Worsening Darfur Crisis Threatens Entire Region
Worsening Darfur Crisis Threatens Entire Region, UN Refugee Agency Chief Warns
New York, Sep 8 2006 10:00AM
The United Nations High Commissioner (UNHCR) for Refugees today warned that the worsening situation in Sudan's Darfur region threatens to spark another round of massive displacement that could destabilize the entire region and result in a major catastrophe.
“Humanitarian agencies are already struggling to cope with the enormous needs of some 2 million internally displaced people inside Darfur, plus more than 200,000 refugees in 12 UNHCR-run camps across the border in Chad,” Mr. Guterres said in Geneva. “Deteriorating security has left us unable to provide even minimal help across wide areas of Darfur, and resources in neighbouring Chad have been stretched to the limit. An already bad situation is worsening by the day.
He cited the lack of security and access as well as continuing uncertainty over the deployment to Darfur of a UN peacekeeping force that was recently approved by the UN Security Council. The Khartoum Government has voiced opposition to the UN deployment. In addition, thousands of Sudanese troops have been deployed to Darfur in recent weeks, prompting fears of a major military offensive that could lead to yet more displacement.
“Millions of people are already at grave risk,” the High Commissioner said. “Hundreds are still dying amid ongoing violence, and thousands are still being forcibly displaced. Urgent international action is needed to put pressure on the parties to the conflict and to convince everyone involved on the ground to let humanitarian agenΰies safely carry out their work.
He warned that if the situation does not improve, “we're heading for a major catastrophe.”
UNHCR has six offices and nearly 100 staff in South and West Darfur to carry out protection monitoring activities. Security in many parts of Darfur has steadily deteriorated since last December.
A dozen aid workers have been killed since May, and humanitarian convoys are repeatedly attacked and vehicles stolen. Offices and compounds have also been attacked, and staff are only able to travel by helicopter to reach some areas.

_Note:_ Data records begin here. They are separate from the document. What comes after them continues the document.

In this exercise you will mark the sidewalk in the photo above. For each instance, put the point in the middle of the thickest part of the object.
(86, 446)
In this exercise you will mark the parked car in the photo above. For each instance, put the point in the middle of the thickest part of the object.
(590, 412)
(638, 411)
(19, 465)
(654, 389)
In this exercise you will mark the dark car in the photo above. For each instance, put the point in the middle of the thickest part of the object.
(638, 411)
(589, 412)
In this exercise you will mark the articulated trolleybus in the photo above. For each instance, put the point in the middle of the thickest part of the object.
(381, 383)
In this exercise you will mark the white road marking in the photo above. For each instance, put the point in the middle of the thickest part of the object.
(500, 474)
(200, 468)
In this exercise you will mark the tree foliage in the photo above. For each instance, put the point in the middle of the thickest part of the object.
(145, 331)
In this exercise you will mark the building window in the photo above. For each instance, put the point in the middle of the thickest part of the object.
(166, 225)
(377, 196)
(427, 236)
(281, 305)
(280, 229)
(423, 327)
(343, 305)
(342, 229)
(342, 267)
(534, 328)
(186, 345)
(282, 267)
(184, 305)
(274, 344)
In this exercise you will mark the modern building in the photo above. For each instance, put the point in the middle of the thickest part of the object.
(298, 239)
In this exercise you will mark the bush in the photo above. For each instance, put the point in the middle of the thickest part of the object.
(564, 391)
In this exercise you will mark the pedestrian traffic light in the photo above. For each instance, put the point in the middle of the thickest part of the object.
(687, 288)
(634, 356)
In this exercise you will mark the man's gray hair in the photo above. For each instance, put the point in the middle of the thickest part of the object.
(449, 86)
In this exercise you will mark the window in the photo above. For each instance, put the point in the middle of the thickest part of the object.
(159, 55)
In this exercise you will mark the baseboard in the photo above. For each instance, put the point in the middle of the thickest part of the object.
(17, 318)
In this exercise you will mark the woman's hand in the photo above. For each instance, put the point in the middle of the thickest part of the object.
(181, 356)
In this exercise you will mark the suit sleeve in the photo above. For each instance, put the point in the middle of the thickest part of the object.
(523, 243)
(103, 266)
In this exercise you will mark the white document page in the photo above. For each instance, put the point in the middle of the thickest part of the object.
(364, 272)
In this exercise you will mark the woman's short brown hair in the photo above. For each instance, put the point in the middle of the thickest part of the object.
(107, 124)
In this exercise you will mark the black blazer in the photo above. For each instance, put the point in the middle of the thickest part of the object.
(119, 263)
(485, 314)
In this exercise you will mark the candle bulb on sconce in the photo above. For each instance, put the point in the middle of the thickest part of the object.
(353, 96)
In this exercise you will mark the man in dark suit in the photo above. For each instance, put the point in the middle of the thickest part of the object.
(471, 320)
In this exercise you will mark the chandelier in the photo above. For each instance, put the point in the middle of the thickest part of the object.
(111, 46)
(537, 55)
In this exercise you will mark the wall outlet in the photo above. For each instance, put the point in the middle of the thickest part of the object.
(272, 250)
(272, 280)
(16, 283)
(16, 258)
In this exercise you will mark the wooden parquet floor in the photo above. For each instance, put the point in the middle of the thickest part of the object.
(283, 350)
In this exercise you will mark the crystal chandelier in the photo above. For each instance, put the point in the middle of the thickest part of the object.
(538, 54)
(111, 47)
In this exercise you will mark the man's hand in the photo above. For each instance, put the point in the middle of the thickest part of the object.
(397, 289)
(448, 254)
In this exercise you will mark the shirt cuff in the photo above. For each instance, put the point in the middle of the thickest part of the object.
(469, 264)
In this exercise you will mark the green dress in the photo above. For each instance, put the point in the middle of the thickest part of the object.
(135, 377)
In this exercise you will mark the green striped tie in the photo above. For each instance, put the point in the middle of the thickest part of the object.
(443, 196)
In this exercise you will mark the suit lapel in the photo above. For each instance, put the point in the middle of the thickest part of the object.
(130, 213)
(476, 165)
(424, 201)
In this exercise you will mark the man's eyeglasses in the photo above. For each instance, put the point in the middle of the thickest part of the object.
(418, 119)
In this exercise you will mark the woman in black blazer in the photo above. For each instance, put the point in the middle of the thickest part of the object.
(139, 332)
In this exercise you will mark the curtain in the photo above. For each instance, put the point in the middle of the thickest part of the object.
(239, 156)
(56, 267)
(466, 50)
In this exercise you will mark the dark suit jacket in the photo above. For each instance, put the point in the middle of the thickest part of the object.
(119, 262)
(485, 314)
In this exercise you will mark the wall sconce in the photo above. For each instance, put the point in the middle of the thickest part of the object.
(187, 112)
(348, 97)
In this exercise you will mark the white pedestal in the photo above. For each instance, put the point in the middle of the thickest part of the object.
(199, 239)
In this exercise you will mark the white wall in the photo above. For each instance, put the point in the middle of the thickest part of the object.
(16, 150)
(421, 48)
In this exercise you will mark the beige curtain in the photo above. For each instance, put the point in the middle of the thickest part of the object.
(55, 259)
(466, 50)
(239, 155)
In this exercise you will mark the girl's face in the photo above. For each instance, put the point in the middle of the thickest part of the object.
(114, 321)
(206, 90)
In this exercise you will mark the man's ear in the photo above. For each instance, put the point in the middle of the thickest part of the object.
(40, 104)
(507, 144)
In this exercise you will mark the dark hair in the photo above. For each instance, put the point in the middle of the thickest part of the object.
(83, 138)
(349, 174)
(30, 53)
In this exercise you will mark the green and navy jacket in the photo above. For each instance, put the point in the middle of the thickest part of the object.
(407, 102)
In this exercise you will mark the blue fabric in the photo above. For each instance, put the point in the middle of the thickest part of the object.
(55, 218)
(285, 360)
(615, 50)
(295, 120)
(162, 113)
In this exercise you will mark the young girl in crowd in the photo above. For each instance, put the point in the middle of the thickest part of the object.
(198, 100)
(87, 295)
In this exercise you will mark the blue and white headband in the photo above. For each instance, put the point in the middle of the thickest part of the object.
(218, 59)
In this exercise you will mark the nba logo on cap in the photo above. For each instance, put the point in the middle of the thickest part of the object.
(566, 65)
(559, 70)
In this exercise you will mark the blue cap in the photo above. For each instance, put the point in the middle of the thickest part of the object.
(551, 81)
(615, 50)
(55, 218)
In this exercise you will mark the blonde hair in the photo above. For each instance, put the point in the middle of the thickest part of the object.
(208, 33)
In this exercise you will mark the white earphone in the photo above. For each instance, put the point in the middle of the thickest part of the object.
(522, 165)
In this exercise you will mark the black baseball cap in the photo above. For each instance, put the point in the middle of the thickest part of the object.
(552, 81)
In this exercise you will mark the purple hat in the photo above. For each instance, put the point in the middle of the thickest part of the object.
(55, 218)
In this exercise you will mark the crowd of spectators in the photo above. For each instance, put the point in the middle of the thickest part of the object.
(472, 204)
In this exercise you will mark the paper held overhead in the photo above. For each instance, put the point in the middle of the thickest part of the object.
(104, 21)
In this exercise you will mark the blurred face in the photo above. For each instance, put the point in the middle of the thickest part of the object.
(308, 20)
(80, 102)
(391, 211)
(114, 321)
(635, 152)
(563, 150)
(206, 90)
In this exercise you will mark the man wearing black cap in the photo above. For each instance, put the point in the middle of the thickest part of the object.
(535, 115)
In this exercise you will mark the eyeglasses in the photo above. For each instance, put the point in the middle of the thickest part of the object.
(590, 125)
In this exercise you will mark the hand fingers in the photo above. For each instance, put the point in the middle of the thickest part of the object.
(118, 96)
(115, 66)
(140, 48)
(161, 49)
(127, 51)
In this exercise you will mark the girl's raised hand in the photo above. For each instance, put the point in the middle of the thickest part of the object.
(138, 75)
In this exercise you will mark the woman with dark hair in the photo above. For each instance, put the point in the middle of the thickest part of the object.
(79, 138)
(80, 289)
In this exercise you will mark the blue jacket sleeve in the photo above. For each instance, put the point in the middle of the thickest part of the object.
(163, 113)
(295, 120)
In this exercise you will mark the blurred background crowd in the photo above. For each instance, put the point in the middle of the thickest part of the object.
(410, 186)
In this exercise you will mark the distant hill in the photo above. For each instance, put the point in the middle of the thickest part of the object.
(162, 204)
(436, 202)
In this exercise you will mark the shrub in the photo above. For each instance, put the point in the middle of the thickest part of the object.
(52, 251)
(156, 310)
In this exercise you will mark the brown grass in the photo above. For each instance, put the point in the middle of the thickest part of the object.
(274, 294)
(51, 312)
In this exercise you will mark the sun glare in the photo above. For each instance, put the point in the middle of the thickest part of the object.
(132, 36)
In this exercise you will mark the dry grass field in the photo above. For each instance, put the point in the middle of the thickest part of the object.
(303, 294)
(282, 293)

Mr. Guterres said the worsening situation in Darfur could also have dire consequences for the rest of the region. Neighbouring Chad, where UNHCR camps currently hold more than 200,000 Darfur refugees, is already grappling with cross-border insecurity that has displaced some 50,000 Chadians and sent about 15,000 of them fleeing into Darfur.
The Darfur crisis also has the potential to exacerbate continuing instability in the northern Central African Republic, UNHCR warned. Some 46,000 Central African refugees are housed in three of the agency’s camps in southern Chad.
“Chad has been extremely generous in helping refugees, but it's now close to the breaking point,” Mr. Guterres cautioned. “It is hard to comprehend the enormity of the crisis we would face if there is additional large-scale displacement in Darfur. Even without the violence and insecurity, humanitarian operations in this remote andᾠresource-poor region are extremely difficult.